Which meant that the first so-called 4G networks were really just fast, data-centric 3G networks. Real 4G, as defined by the LTE roadmap, uses IP packet switching. Telephone calls - for those few people who use their smartphones for talking - are actually voice over IP.
The big news was that 4G brought about some real (potential) speed: a peak of 100Mb/s when moving, and 1Gb/s when stationary. I've just run Speedtest on my iPhone 7, sitting on my desk, and got a download speed of 24Mb/s, so these numbers are clearly aspirational.
And now we are talking about 5G. Again, there is a serious body behind this, the Next Generation Mobile Networks Alliance, although they seem to have the same lack of success in controlling the boys and girls in marketing.
The proposal for 5G suggests that it should be able to offer several tens of megabits a second to tens of thousands of users, or gigabit rates to tens of workers on a single office floor. NGMN's white paper says "there is a need to push the envelope of performance to provide, where needed, much greater throughput, much lower latency, ultra-high reliability, much higher connectivity density and higher mobility range".
The alliance's website adds "5G is an end-to-end ecosystem to enable a fully mobile and connected society. It empowers value creation towards customers and partners, through existing and emerging use cases, delivered with consistent experience, and enabled by sustainable business models."
But of course we are demanding more and more data.
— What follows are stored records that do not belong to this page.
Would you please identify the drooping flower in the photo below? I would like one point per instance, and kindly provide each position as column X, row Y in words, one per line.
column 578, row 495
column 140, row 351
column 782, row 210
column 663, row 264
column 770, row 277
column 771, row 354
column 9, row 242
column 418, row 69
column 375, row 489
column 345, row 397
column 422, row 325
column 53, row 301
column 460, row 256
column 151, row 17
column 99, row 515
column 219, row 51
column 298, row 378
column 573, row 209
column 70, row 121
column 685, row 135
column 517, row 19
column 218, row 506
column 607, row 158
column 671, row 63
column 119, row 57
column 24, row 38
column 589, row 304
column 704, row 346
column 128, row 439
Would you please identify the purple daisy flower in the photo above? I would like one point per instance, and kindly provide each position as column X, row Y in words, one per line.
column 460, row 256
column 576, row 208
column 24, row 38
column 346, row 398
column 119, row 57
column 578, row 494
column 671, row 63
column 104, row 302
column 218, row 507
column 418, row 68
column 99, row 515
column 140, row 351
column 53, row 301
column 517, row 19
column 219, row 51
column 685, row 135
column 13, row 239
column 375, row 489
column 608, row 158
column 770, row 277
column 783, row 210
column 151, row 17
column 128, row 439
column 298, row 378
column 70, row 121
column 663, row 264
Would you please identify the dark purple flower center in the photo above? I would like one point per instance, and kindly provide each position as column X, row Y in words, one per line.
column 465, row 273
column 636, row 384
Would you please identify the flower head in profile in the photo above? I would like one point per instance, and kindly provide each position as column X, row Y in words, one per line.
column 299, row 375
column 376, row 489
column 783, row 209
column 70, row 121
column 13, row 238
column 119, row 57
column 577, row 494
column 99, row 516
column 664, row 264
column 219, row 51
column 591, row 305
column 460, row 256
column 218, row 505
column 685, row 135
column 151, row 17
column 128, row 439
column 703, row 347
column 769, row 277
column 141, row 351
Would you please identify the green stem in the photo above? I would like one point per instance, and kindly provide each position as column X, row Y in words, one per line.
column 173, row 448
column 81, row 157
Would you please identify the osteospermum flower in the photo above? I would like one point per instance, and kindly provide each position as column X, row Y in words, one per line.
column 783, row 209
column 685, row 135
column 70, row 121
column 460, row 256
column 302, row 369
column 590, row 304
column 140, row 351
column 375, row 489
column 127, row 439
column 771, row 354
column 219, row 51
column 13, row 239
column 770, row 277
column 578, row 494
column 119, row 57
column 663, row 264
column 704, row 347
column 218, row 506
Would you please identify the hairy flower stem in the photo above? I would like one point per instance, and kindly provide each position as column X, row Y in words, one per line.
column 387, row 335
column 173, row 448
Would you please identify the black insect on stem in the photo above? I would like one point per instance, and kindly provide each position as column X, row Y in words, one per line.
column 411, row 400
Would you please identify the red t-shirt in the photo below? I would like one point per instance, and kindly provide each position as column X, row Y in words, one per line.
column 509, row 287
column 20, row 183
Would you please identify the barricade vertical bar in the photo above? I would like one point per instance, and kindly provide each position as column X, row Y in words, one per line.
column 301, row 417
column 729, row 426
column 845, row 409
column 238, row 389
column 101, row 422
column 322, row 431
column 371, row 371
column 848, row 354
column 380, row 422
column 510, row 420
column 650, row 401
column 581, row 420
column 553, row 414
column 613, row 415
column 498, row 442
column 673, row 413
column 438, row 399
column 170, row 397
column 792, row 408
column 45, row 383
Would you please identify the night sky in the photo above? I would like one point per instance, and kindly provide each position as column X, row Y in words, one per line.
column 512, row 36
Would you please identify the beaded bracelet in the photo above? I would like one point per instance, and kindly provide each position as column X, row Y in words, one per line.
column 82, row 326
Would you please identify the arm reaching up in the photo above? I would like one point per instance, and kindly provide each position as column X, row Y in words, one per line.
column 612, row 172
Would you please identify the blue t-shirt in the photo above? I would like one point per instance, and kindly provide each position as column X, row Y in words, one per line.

Augmented reality - remember Google Glass - needs to be always on if it is going to provide worthwhile augmentation. The Internet of Things means that there will be many more cellular connections than people in the world. I have documented a project in which an intelligent ice cream fridge in the corner shop determined likely demand based on the outside temperature and placed its own orders.
And of course there is media consumption. Real information is impossible to obtain, but good estimates suggest that 300 hours of video is added to YouTube every minute (I have seen estimates as high as 500 hours a minute). 75% of Facebook video browsing is on smartphones.
"Bandwidth drives content and content drives bandwidth," said Spencer Stephens, CTO of Sony Pictures Entertainment. "If we can get enough bandwidth to the consumer, then we can change fundamentally how we deliver content." Which makes it interesting times for all of us.